The question of generations is one that forces us to review our own paradigm. While I don't confess to have all the answers, I suggest that life is about the people and the relationships that are nurtured within it. If we hold onto the archaic notions of limiting constructs of what relationships based on the general notion of superficial ideas or what they should and shouldn’t be, the world becomes closed and narrow. The expanse of experience of life and life's joys are no longer available. We are bound by artificial boundaries defined by something other than what is important to our own lives: our personal relations and the happiness that can be nurtured through these encounters. Breaking through these norms of conservative values and generational ideas of what is right and wrong, appropriate or inappropriate are based on elements beyond the subtle but real notions of relationship building and, dare I say, love. 

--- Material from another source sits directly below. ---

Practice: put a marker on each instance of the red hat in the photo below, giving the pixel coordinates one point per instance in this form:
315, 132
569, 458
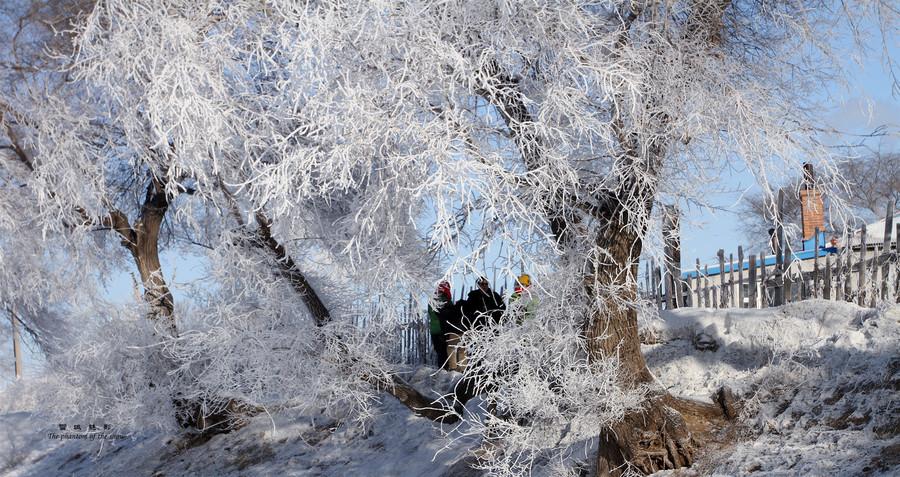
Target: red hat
444, 289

I am an advocate of kindred spirits and soul-mates, rightly or wrongly. While this notion is not a new construct of personal relations, it does cause consternation amongst those that are unwilling or unable to extend beyond the boundaries of the generational morays that test the limits of our world. Life is about living and sharing with one another. It has nothing to do with the artificial limits and boundaries created by those that believe that the world should or shouldn't be founded on elements other than what appears to be the generational norms. Personal relationships are not based on age, religion, race or any other artificial, self-delusional created constructs: it is about sharing your life with people that you have a personal connection, soulful spirits, soul-mates, or kindred spirits. It has nothing to do, nor should it be devoted to, the notion of what some imposed—and it is imposed either consciously or unconsciously by conservative values of what is right or wrong or any other comparative value system—and socially conforming force of acceptance.
This acceptance is all about creating a world apart, a generation apart. Instead of bridging worlds, bridging generations, there is the mythical notion that these should be divided by some arbitrary standard of separation. Peer pressure, family pressure, and, dare I say, societal pressure reaffirm this notion of generational relationships that are a world apart.